Figure 6. Cav-1 knockdown sensitizes acquired drug resistant clone (DRC) towards paclitaxel.

(A) Hep3B cells, DRC and SCC were treated with MCD for 4 h. Thereafter, fresh medium was added for additional 48 h and cell survival was evaluated by MTT assay. (B) Hep3B cells, DRC and SCC were treated with MCD for 4 h and then fresh medium with or without 300 nM paclitaxel were added for further 48 h. After indicated treatment with or without paclitaxel, medium was removed and MTT assay was performed. (C) DRC cells were transfected with control or Cav-1 siRNA, respectively as per manufacturer instruction. After 36 h, cell lysates were prepared and Cav-1 expression was analyzed by western blotting. (D) 8x10³ cells were plated in 96 well plates and allowed to incubate for 24 h. Cells were transfected with control and Cav-1 siRNA for 36 h and then fresh medium containing 300 nM paclitaxel was added for additional 48 h. Thereafter cell survival was evaluated by MTT assay.

Figure 7. DRC and SCC exhibit cross resistance to different classes of anti-cancer agents.

(A–E) Hep3B cells, DRC and SCC were plated and treated with different concentration of Paclitaxel, Vinblastine, Methotrexate, Doxorubicin and Cisplatin. After respective drug treatment for 48 h, drug containing medium was replaced and cell survival was evaluated by MTT assay.

Figure 8. Cav-1 knockdown inhibit the expression of FASN and vice versa.

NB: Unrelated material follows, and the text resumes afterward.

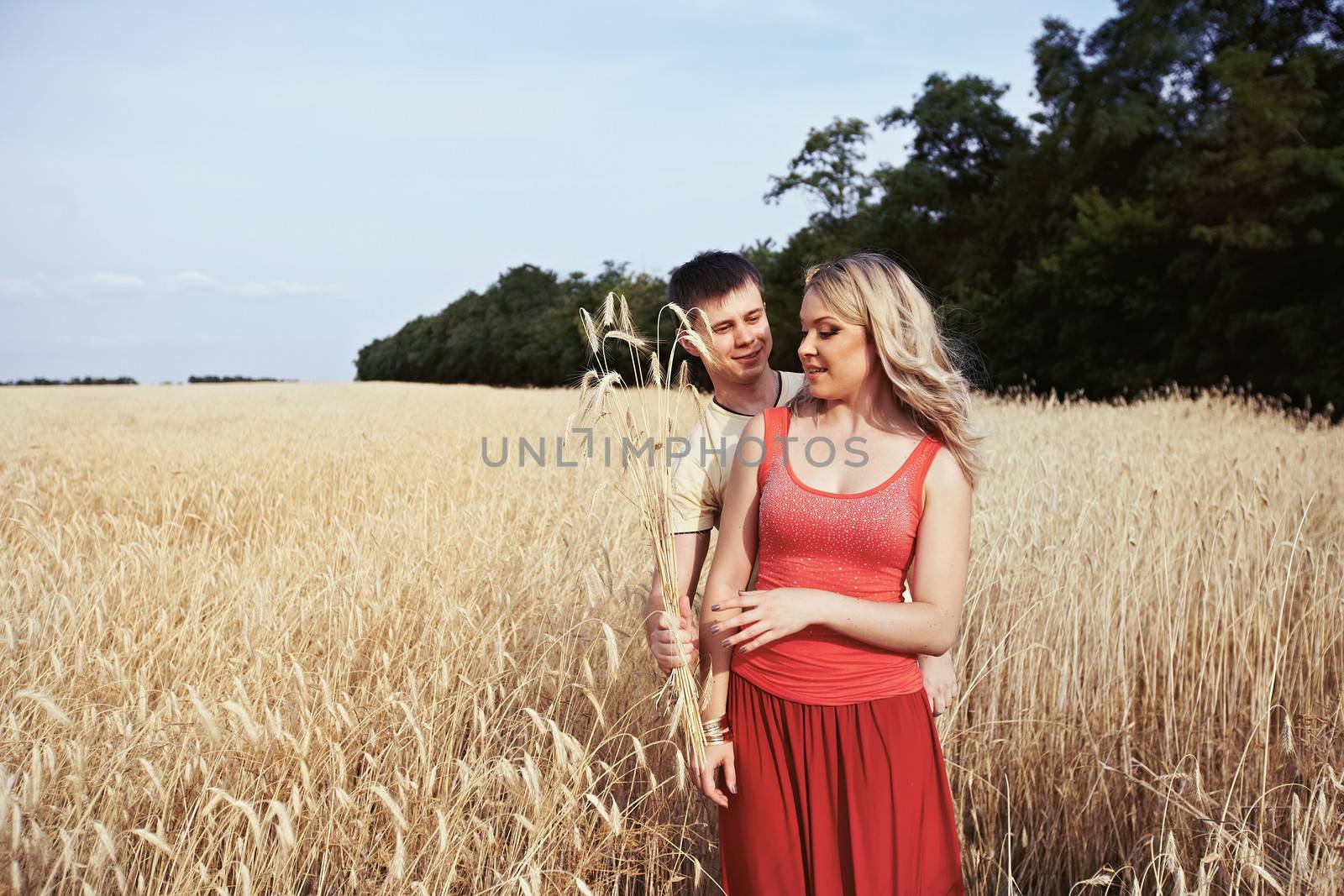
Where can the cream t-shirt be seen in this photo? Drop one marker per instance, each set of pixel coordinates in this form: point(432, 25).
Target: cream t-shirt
point(702, 476)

(A) DRC (5×10⁵) were plated in 35 mm petri plate. After 24 h, cells were transfected with siRNAs targeting Cav-1, FASN or CYPOR as per manufacturer instruction. Simultaneously, 40 µM verapamil was added for 24 h. Thirty-six hours posttransfection or 24 h verapamil treatment, cells were harvested and lysates were prepared. Fifty microgram whole cell lysate proteins were resolved on 8% or 10% SDS-PAGE and western blot was performed. (B) Hep3B cells, DRC and SCC were treated with 300 nM paclitaxel for 24 and 48 h respectively. Whole cell lysates were prepared and 30 µg was resolved on 10% SDS-PAGE and western blotting was performed. (C) Co-immunoprecipitation of Cav-1 and FASN in Hep3B cells, DRC and SCC was carried out using FASN specific antibody. Cav-1 and FASN were detected in the immune complex by immunoblotting. IgG heavy chain and GAPDH served as loading control. (D and E) Hep3B cells, DRC and SCC were plated and allowed to adhere for 24 h and cells were pretreated with MCD (4 h) or cerulenin (24 h). After inhibitor treatment, paclitaxel was added for additional 48 h. Cells were washed with PBS, fresh medium was added and cells allowed to form colonies for ∼ 21 days. Colonies were stained with crystal violet and photographed.

Figure 9. Schematic representation of proposed mechanism of drug resistance in DRC and SCC.